Yağmurdan Kaçarken Doluya Tutulmayalım

Türkiye’nin ana gündem maddelerinden biri haline gelen ve Kamuoyunda ‘Kentsel Dönüşüm’ olarak bilinen ‘Afet Riski Altındaki Alanların Dönüştürülmesi Hakkındaki Kanun Taslağı’ yasalaştıktan sonra depreme dayanıksız, içinde oturulamayacak durumda olan, riskli binalar tespit edilerek yıkılacak.

Türkiye’deki 13 milyondan fazla konutun yarısına yakınının mimarlık silüetinden yoksun ve depreme dayanıksız olduğunu ifade eden Erdoğan Bayraktar’ın alt gelir grubunun konut alımındaki sıkıntılarını çözüp bu insanları ev sahibi yapmak için gecekondu bölgelerindeki ve riskli bölgelerdeki parselleri hamur gibi yoğurmak suretiyle ulaşımla, eğitimle, sağlıkla entegre edilmiş yeşili bol yerleşim birimleri üreteceklerini her fırsatta söylemesi hepimizi umutlandırıyor.

Çarpık ve plansız kentleşme çevre sorunlarının ana sebeplerinden birini teşkil ediyorsa,  öngörülen nüfus yoğunluğunu taşıyacak altyapı ve donatı alanlarından yoksun yerleşim birimlerinin de, ulaşım ve sağlık başta olmak üzere her türlü insani ihtiyaçların giderilmesinin önünde büyük bir engel teşkil edeceği aşikar. Toki’nin bugüne kadar yaptığı 500 bin konutun sağlamlık dışında bu anlamda kentleşmeye kattığı artı bir değerinin olmadığı sayın Bayraktar’ın ifadelerinden de açıkça anlaşılıyor.

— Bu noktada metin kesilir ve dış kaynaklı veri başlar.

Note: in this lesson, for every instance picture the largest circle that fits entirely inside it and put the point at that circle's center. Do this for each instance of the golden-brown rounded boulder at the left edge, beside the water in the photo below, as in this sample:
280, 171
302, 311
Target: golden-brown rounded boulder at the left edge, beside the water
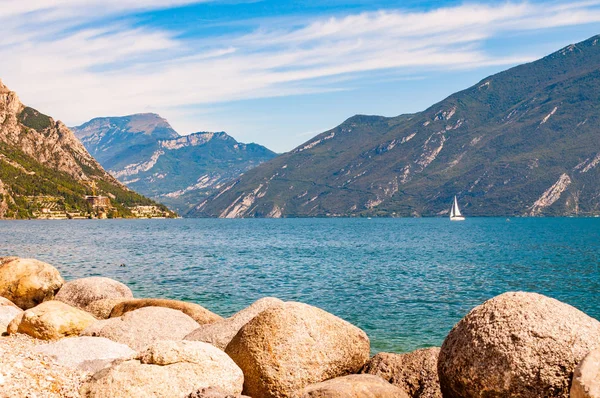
28, 282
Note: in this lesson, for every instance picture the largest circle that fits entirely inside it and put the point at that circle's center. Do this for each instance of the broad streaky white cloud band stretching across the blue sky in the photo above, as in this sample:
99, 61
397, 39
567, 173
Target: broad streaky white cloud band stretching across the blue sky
76, 69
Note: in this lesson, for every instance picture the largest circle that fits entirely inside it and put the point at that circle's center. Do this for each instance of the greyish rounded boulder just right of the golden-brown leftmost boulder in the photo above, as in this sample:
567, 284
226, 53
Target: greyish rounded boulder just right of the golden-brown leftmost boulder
82, 292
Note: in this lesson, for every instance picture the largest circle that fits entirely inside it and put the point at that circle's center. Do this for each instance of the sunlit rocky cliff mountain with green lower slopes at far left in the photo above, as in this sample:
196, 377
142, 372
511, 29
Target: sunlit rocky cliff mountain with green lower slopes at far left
45, 172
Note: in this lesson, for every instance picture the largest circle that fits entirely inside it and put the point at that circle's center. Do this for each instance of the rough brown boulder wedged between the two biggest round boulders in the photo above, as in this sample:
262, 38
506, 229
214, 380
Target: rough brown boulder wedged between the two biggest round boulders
415, 372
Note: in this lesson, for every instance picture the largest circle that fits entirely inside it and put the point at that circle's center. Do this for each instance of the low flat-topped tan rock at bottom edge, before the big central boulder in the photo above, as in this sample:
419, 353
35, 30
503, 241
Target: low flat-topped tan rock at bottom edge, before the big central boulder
353, 386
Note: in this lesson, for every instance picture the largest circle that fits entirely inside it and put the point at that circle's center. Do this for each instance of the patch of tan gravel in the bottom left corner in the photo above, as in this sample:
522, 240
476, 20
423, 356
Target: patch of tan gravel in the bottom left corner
26, 374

Kentsel Dönüşüm yasa taslağı bu gözle bir daha ve dikkatle incelenmeli; Bakanlık, TOKİ ve İdare’lere verilecek her tür harita, plân, proje, arazi ve arsa düzenleme işlemleri yapma; özel kanunlar ile öngörülen alanlara ilişkin bulunanlar da dâhil, her tür ve ölçekteki plânlama işlemlerine esas teşkil edecek standartları belirleme; gerek görülmesi hâlinde bu standartları plân kararları ile tayin etme veya özel standartlar ihtiva eden plânlar yapma ve onaylama yetkilerinin yoğunluk artışına zemin hazırlayıp hazırlamadığı irdelenmelidir.

Çünkü ne kadar güzel imar planı, ne kadar sağlam bina, ne kadar güzel yeşil alan yapılırsa yapılsın birim alanda yaşayacak kişi sayısı sınırlandırılmadığı ya da kişi sayısına düşen yeşil ve donatı miktarı arttırılmadığı sürece, başta insan ve yaya trafiği olmak üzere şehirleşme sorunlarını çözmek, sağlıklı kentler kurmak ve sağlıklı bir toplum üretmek mümkün olmayacak; dün yapılan planlar bugünkü sorunları çözmediği gibi, bugün yapılan planlar da yarınki sorunları çözmeyecektir.

Birilerince kimi zaman ileri sürülen, zemin oturumu küçük, çok katlı yüksek binalar yaparak yeşil alanların arttırılmış olacağı tezinin geçerli olmadığı; İstanbul’un yeni planlanan çiçeği burnunda gelişim alanlarında, yerleşim henüz tamamlanmadığı halde trafiğin şimdiden felç olmasından anlaşılmış olmalı.

Depreme dayanıklı yeni modern yerleşim yerleri kurarken temel şehircilik ilkeleri göz ardı edilip, yıkım ve yapım maliyetlerinin yoğunluk (emsal) artışından sağlanarak çözüm üretilmesi, Kentsel Dönüşüm projelerini uzun vadeli yeni birer çözümsüzlük projelerine dönüştürebilir. Allah göstermesin birkaç saatliğine de olsa enkaz altında kalmayalım diye çareler ararken ömür boyu enkaz altında yaşamak zorunda kalmak istemeyiz. Yağmurdan kaçarken doluya tutulmayalım.